Acid west his dean was first developed by Merck, Germany won the U.S. food and drug administration approved for the treatment of type 2 diabetes dipeptide base peptidase Ⅳ (DDP – 4) inhibitor medicine, is a new type of diabetes, can increase the body’s own ability to reduce high blood sugar levels, inhibit the enzyme activity and relatively improve shortness of naturally occurring intestinal insulin, including sample glucagon peptide 1 promote insulin and glucose dependence peptide levels, increased insulin production is triggering the pancreas and the liver to stop glucose production, and finally the clinical effect of lowering blood sugar concentration. The characteristic of this product is in stimulating insulin secretion, at the same time can reduce hungry feeling, and will not put on weight, also won’t hypoglycemia and edema occur, suitable for diabetic patients with poor blood sugar control and frequent hypoglycemia. 552 cases of clinically mild-to-moderate patients with type 2 diabetes, take a daily phosphate west he listed, take 100 milligrams, 12 weeks after can reduce glycated hemoglobin 0.6% – 0.6%

Pharmacodynamics

This drug for dipeptide peptidase 4 (DPP – 4) depressants, by protecting endogenous im fall blood sugar, and enhance its role and control blood sugar levels.
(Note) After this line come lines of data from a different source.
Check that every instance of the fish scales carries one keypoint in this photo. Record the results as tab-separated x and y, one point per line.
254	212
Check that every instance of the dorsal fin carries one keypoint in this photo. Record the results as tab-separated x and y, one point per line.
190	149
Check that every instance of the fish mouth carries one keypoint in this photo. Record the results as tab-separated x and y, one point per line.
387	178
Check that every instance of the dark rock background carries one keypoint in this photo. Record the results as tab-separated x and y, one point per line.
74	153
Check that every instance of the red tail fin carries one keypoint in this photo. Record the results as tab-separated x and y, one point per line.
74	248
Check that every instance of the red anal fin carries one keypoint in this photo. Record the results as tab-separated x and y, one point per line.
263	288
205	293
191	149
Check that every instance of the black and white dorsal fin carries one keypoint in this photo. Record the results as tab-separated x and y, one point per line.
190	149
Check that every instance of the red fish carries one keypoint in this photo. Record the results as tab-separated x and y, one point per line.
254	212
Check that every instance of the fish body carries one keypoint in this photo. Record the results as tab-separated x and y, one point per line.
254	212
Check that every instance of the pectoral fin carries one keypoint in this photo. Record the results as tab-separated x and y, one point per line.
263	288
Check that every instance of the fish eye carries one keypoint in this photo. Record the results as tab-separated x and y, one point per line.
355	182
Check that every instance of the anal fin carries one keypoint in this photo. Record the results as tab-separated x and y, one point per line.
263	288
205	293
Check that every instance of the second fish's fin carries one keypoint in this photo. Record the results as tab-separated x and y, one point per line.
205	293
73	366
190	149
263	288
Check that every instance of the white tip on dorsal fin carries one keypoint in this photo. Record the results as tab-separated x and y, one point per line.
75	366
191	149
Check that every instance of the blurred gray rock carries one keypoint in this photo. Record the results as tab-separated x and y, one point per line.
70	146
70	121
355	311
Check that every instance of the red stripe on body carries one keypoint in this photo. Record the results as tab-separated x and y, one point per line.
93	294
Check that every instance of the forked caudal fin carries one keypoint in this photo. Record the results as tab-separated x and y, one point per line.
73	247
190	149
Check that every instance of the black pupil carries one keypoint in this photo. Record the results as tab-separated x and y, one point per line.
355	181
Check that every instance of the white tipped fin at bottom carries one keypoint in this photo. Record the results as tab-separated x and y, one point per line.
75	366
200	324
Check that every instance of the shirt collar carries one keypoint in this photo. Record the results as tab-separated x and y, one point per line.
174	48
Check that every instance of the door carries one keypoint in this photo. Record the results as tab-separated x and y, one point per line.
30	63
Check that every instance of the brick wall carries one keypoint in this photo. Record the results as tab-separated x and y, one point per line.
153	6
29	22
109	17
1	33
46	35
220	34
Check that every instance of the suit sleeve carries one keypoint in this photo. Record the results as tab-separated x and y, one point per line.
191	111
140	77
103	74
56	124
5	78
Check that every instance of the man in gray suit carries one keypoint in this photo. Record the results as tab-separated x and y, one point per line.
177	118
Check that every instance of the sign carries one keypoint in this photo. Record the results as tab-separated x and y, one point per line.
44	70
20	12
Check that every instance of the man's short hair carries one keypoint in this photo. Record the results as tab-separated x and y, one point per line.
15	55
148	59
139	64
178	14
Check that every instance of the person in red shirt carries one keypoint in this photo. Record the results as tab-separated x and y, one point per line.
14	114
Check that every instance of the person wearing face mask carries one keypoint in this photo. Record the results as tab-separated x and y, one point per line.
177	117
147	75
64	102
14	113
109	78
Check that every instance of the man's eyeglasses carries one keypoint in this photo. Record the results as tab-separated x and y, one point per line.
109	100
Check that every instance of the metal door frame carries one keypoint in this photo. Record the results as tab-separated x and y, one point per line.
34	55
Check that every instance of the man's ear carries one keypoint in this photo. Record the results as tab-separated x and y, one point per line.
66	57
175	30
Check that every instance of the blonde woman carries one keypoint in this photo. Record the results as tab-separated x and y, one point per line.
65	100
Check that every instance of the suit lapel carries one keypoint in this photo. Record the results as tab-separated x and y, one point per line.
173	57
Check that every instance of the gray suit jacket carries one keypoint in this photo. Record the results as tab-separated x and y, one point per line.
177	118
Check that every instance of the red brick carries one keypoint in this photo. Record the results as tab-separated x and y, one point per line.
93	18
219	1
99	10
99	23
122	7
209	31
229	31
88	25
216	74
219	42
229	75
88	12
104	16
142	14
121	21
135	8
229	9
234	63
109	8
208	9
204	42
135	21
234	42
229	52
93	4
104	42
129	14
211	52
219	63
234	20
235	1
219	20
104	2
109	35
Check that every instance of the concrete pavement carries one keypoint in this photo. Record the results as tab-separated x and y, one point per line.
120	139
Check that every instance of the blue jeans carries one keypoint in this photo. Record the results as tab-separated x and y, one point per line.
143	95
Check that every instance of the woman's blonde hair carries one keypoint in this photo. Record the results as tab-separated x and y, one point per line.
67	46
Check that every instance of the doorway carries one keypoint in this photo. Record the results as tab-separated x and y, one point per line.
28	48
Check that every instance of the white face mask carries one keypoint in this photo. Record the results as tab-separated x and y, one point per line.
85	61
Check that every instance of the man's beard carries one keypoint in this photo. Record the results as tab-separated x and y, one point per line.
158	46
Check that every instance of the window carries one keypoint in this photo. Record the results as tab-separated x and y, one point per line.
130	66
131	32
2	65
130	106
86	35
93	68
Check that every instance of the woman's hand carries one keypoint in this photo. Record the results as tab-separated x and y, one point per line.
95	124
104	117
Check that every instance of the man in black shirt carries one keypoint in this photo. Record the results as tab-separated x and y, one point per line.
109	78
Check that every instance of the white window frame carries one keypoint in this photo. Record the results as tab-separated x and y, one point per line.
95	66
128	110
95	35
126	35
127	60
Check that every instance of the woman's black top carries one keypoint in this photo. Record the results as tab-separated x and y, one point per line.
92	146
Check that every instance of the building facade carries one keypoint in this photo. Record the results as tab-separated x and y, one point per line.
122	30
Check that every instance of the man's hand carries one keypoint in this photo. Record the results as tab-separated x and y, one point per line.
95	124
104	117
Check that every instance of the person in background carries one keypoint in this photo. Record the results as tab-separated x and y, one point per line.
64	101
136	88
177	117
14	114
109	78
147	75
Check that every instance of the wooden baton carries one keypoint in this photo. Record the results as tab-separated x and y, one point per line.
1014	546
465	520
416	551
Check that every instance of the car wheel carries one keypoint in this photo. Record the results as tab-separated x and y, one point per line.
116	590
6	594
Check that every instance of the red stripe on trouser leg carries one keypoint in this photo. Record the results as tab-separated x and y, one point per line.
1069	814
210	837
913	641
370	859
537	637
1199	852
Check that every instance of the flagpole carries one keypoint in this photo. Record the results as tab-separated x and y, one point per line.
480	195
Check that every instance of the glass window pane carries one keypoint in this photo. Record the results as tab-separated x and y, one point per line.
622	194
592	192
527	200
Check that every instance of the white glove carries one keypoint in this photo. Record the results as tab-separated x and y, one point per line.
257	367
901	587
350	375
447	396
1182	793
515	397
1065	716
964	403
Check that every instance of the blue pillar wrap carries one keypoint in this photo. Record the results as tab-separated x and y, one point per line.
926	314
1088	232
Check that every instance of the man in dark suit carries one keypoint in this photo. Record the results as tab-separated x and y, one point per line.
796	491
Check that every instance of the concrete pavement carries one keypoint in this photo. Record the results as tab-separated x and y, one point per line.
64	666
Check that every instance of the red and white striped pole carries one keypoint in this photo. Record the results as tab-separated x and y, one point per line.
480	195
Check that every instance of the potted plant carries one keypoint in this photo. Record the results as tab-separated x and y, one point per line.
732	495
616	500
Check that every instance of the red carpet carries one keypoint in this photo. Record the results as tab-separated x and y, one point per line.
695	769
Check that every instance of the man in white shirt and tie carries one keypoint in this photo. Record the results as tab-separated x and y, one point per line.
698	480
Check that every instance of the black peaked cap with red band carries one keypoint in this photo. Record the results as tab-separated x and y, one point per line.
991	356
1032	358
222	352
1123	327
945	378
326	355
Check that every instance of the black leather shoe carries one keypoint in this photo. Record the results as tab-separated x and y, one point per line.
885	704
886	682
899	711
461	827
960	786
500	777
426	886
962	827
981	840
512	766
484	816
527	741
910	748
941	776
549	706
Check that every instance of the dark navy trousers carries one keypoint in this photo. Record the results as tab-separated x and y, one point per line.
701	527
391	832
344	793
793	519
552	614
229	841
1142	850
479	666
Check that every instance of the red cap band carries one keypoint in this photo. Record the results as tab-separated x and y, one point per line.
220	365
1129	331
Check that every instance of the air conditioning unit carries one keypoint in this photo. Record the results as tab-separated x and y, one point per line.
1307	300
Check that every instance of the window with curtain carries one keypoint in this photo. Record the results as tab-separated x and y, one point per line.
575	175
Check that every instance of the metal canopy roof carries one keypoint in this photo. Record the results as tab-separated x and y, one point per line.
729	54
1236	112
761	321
Glucose dependence on promoting insulin releasing peptide (GIP) and glucagon peptide 1 (glp-1), as for dietary intake and release of intestinal fall blood sugar. Glp-1 and GIP can increase insulin synthesis and through intracellular signaling pathways from the release of the islet beta cells, glp-1 can reduce islet alpha cells glucagon secretion, reduce hepatic glucose production. But glp-1 and GIP vetted by DPP – 4 quick metabolism, leading to loss of its effect on promoting insulin. This drug inhibits the degradation of im fall blood sugar, the DPP – 4, so it can enhance the function of glp-1 and GIP, increase insulin release and reduce the cycle of glucagon levels (this role in glucose dependencies). This drug is selective inhibition of DPP – 4, the DPP – 8 or DPP – 9 no inhibitory activity. 2. The pharmacokinetic This drug is 1-4 hours after oral reach peak blood drug concentrations of 950 nmol, area under the curve tendency for 8.52 h, absolute bioavailability of about 87%, and protein

Application:To lift the body’s own’s ability to reduce high blood sugar level.